Many fundamental questions remain about the roles and effects of stationary forcing on atmospheric blocking. As such, this work utilizes an idealized moist general circulation model (GCM) to investigate atmospheric blocking in terms of dynamics, geographical location, and duration. The model is first configured as an aquaplanet, then orography is added in separate integrations. Block-centered composites of wave activity fluxes and height show that blocks in the aquaplanet undergo a realistic dynamical evolution when compared to reanalysis. Blocks in the aquaplanet are also found to have similar life cycles to blocks in model integrations with orography. These results affirm the usefulness of both zonally symmetric and asymmetric idealized model configurations for studying blocking. Adding orography to the model leads to an increase in blocking.
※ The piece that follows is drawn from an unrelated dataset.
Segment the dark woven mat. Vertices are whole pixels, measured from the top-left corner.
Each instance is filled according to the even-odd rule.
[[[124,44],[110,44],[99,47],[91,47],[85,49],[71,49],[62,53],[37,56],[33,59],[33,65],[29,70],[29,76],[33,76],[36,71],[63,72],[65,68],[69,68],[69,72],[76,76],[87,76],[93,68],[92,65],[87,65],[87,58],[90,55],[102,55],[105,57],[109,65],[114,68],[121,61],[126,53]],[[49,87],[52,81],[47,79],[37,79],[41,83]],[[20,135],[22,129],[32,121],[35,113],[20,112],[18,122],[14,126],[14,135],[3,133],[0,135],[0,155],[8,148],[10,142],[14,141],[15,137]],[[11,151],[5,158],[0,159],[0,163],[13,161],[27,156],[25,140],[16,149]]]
This mirrors what is observed when comparing the Northern Hemisphere (NH) and Southern Hemisphere (SH), where the NH contains more orography and thus more blocking. As the prescribed mountain height increases, so do the magnitude and size of climatological stationary waves, resulting in more blocking overall. Increases in blocking, however, are not spatially uniform. Orography is found to induce regions of enhanced block frequency just upstream of mountains, near high pressure anomalies in the stationary waves, which is poleward of climatological minima in upper-level zonal wind, while block frequency minima and jet maxima occur eastward of the wave trough. This result matches what is observed near the Rocky Mountains. Finally, an analysis of block duration suggests blocks generated near stationary wave maxima last slightly longer than blocks that form far from or without orography. Overall, the results of this work help to explain some of the observed similarities and differences in blocking between the NH and SH and emphasize the importance of general circulation features in setting where blocks most frequently occur.